¡Oh Dios, nada me queda por ver!
Vana soberbia la mía, que osa creer.
Mil veces, en mi eterno enredo asumo,
para luego confesarme con mi alma e
intentar un acto de comunión que no
consigo, porque me invaden las dudas.
¡La vanidad es el prefacio del engaño!
Yo solía decir: Señor, he visto de todo.
Cuánta pérfida jactancia hay oculta en
tal aserción, cuánta avaricia del saber…
Insolente osadía que envilece, es la mía.
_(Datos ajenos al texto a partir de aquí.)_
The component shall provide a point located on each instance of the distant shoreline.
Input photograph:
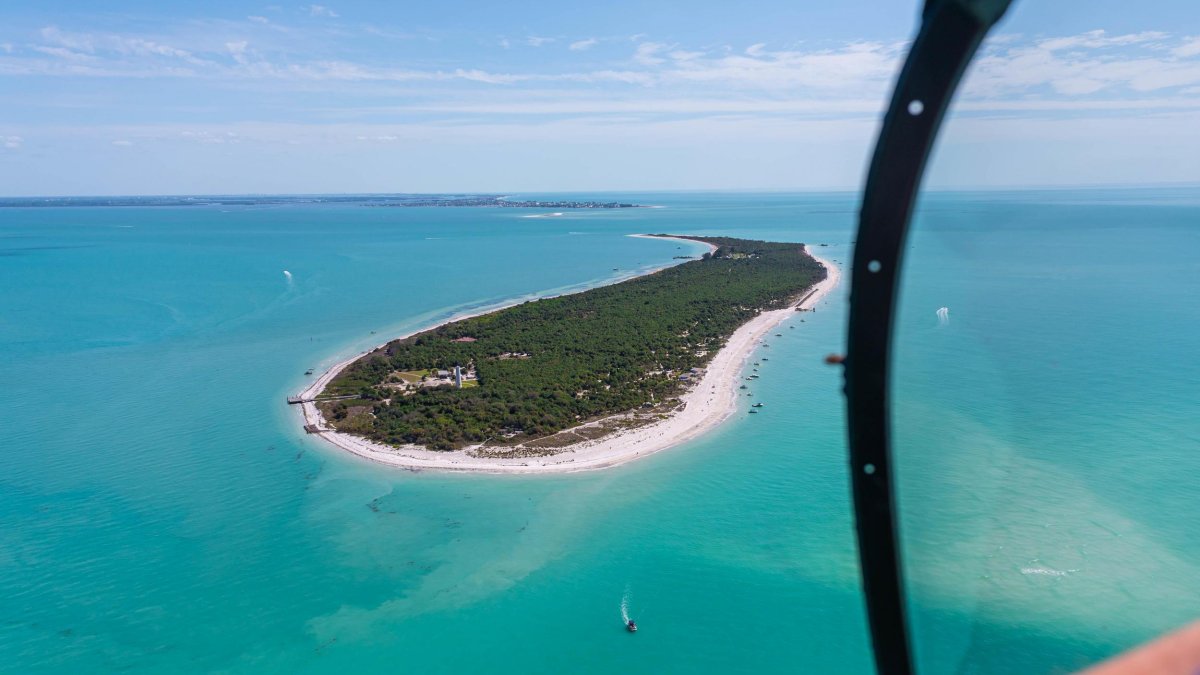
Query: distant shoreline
(709, 402)
(381, 201)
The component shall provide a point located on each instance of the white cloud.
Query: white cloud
(1099, 39)
(64, 53)
(647, 53)
(1191, 47)
(1085, 65)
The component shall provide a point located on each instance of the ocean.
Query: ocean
(163, 512)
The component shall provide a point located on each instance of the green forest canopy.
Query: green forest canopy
(581, 357)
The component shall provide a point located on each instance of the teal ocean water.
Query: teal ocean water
(163, 512)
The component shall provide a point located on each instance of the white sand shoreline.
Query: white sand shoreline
(709, 402)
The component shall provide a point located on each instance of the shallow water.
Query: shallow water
(165, 512)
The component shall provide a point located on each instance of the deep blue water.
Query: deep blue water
(163, 511)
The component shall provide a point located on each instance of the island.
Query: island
(508, 203)
(571, 382)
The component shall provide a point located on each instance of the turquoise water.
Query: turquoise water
(163, 511)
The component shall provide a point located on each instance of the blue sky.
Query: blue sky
(372, 96)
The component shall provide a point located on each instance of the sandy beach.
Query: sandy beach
(709, 402)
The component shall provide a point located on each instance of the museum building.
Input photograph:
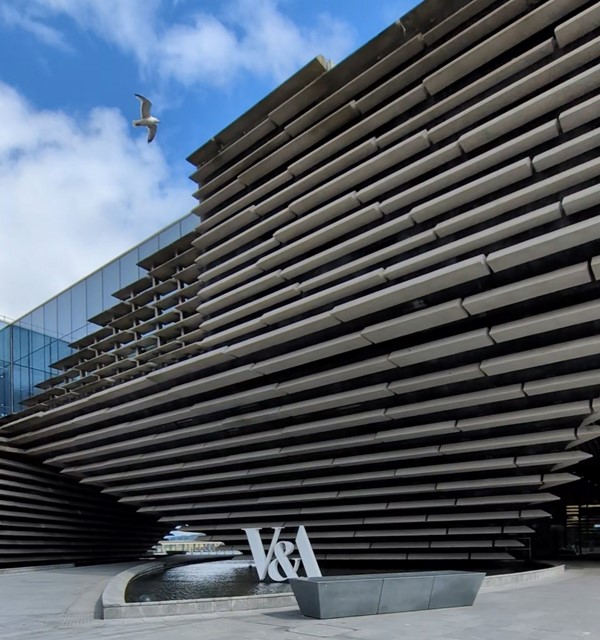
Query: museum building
(384, 325)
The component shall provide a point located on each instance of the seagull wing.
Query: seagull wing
(144, 106)
(151, 132)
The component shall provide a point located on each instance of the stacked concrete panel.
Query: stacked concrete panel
(386, 325)
(46, 518)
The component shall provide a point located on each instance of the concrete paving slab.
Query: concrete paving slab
(59, 604)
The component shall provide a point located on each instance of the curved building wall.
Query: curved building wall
(385, 326)
(46, 518)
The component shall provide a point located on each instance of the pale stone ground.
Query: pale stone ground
(60, 604)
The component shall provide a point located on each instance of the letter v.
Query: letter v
(258, 553)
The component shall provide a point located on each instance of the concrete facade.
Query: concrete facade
(385, 327)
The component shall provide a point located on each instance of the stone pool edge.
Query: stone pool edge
(115, 607)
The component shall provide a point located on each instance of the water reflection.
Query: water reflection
(223, 578)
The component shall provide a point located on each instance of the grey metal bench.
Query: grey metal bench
(359, 595)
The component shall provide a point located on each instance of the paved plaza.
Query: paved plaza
(62, 604)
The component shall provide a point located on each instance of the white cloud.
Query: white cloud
(249, 36)
(73, 195)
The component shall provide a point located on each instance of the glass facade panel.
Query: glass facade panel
(31, 344)
(93, 294)
(111, 282)
(65, 326)
(128, 267)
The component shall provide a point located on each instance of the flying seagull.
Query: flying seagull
(146, 120)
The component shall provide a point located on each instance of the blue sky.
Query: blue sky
(70, 161)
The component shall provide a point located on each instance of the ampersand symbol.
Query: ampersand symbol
(282, 550)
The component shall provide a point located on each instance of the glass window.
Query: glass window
(148, 248)
(51, 317)
(93, 290)
(79, 314)
(168, 236)
(110, 283)
(64, 314)
(189, 223)
(129, 268)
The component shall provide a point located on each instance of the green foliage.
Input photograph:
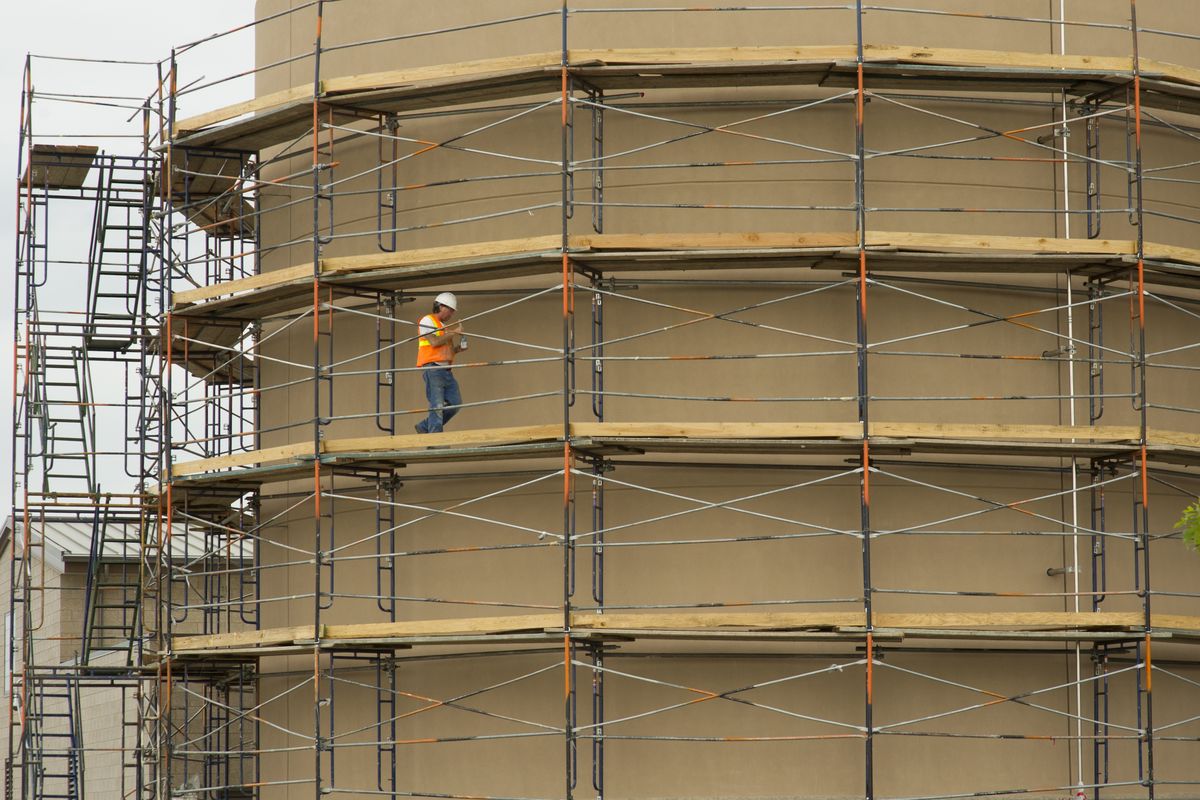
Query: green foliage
(1189, 523)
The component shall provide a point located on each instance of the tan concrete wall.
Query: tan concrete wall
(964, 554)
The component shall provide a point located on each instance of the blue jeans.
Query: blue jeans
(442, 390)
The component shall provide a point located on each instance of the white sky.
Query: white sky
(130, 30)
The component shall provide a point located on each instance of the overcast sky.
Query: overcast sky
(127, 30)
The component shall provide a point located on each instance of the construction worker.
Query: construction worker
(437, 346)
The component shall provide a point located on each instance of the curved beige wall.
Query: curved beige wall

Los gritos gruñen y el dolor me apena…
¡La trampa está en la futilidad del dogma!
He visto los llantos propios y los ajenos
y he llegado a pensar que son distinto.
Pero, no, el cauce de ese arroyo diáfano
sigue la misma ruta inclinada y es fuente
de dolor que excita la ablución del alma.
¡La pena deviene de la negación de un otro!
Nada es vecino o lejano si señalo al ser, si
hablo de ellos, los otros, o me refiero a mí.
En el dolor somos distantes y en la alegría hay
temor y celos; sufrimos, no oteamos a la muerte
y morimos en desaliento y aflicción por miedo.
¡Todo lo humano nos ocupa y, aquello que rebatimos,
nos es más propio que lo que pensamos es ajeno!